C’est le cas, d’ailleurs, pour les autres acteurs français de ce Minuit à Paris, exception faite de Marion Cotillard, qui héritent tous de rôles minuscules : Gad Elmaleh, Atmen Kelif, Guillaume Gouix, Catherine Benguigui…
Et heureusement, car disons-le tout de suite, si on n’avait qu’un reproche à faire au film, ce serait l’abondance de ces caméos un rien agaçants, tant les acteurs, trop contents d’avoir glané une apparition chez le maître new-yorkais, ont tendance à en faire un peu trop…

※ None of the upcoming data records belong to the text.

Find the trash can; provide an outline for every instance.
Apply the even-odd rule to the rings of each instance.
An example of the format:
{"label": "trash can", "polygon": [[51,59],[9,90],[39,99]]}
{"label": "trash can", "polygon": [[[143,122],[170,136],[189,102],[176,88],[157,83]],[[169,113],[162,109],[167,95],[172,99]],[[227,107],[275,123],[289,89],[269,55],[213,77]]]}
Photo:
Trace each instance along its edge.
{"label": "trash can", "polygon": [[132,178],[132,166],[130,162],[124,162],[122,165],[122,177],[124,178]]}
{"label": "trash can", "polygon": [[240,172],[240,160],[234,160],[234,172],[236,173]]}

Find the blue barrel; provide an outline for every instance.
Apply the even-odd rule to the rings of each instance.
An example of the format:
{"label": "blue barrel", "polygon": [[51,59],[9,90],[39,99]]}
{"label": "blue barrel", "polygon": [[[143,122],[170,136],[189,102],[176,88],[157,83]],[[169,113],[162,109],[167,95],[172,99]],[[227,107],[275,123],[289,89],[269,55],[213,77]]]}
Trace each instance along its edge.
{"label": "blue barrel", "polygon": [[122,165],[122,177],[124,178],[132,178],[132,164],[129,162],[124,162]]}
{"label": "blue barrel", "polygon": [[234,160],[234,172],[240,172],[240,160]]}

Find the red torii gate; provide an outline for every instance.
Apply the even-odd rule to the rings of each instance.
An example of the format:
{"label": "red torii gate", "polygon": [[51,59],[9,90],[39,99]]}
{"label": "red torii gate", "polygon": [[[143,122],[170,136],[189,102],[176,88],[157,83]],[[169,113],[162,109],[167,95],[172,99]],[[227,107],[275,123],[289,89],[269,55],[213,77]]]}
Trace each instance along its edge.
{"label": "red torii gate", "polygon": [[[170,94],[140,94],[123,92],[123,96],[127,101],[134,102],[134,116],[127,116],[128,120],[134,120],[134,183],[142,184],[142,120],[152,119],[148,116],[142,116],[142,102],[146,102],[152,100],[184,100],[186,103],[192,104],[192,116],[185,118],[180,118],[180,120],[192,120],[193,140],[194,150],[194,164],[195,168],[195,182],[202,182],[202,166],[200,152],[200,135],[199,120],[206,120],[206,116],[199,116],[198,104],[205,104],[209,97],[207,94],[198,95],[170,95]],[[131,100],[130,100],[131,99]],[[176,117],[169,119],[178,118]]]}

De toute façon, l’important, ici, c’est assurément le personnage principal, Gil. Une figure typiquement allenienne d’intello rêveur sensible à la beauté des choses et à l’art, mais incapable d’avoir du recul sur sa propre existence et sa vie sentimentale. Il y a quelques années, Woody Allen aurait joué lui-même le rôle, mais, désormais trop vieux pour incarner un jeune homme idéaliste, il s’est choisi un nouvel alter-ego en la personne d’Owen Wilson, sobre et aussi convaincant que chez Wes Anderson.
Gil est un scénariste hollywoodien à succès, mais il ne se satisfait pas de ce statut péjoratif. Il a une conception un peu plus noble de l’art de l’écriture et entend bien s’essayer à la rédaction d’un roman.
Il est venu passer quelques jours à Paris pour y trouver l’inspiration, à l’instar de ses idoles, Ernest Hemingway ou Francis Scott Fitzgerald… Il entend bien se laisser porter par la douceur de vie parisienne, se perdre dans les ruelles chargées d’histoire, d’art et de culture…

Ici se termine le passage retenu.